Using patient data for patients’ benefitBMJ 2017; 358 doi: https://doi.org/10.1136/bmj.j4413 (Published 29 September 2017) Cite this as: BMJ 2017;358:j4413
- Amitava Banerjee, senior clinical lecturer1,
- David Mathew, patient and public panel member2,
- Katherine Rouane, patient3
- 1University College London, London, UK
- 2University of Bedfordshire, Luton, UK
- 3London, UK
- Correspondence to: A Banerjee
The #datasaveslives campaign underlines the importance of health informatics research to public health.1There are many examples of “data driven” healthcare across the UK and elsewhere, such as increased use of machine learning in early diagnosis of tumours and automated risk prediction tools for cardiovascular disease built into electronic health records (EHR). Innovations are often labelled as “personalised” and “patient centred,”234 but since all health data are personal and about patients, what does the terminology actually mean, and do these innovations benefit patients?

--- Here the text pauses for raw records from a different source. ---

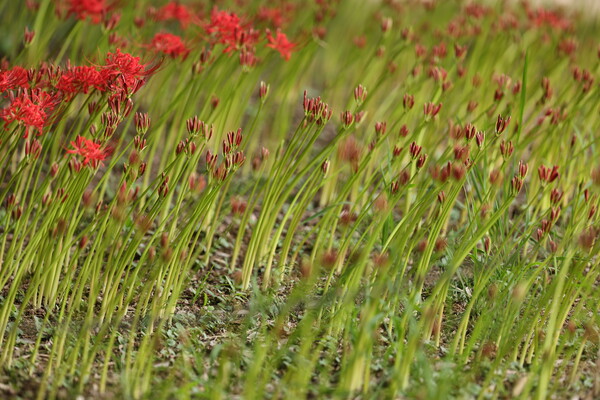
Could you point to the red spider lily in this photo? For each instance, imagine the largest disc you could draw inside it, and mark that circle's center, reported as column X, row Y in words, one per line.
column 30, row 108
column 227, row 29
column 273, row 16
column 13, row 78
column 123, row 72
column 542, row 17
column 280, row 43
column 169, row 44
column 93, row 154
column 82, row 9
column 80, row 80
column 174, row 10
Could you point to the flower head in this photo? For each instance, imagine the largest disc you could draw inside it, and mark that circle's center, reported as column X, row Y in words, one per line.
column 123, row 72
column 31, row 109
column 13, row 78
column 80, row 80
column 280, row 43
column 169, row 44
column 82, row 9
column 93, row 154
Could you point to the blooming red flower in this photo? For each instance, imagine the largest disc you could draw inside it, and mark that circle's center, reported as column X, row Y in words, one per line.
column 13, row 78
column 82, row 9
column 80, row 80
column 274, row 16
column 93, row 154
column 280, row 43
column 227, row 28
column 123, row 72
column 31, row 109
column 169, row 44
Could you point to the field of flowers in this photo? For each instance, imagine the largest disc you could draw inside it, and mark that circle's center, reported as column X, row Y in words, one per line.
column 288, row 199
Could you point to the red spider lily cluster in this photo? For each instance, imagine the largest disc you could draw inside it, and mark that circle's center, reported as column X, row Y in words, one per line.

Routine healthcare data worldwide are designed for delivering care. Information from patients or health professionals may be recorded in written, spoken, or electronic formats, depending on the setting. Electronic health data come from a diverse range of sources, including health management information systems, disease surveillance, registries, hospital coding systems, pharmacies, laboratories, questionnaires, government coding systems, insurance claims databases, social media platforms, and other third parties such as mobile phone companies.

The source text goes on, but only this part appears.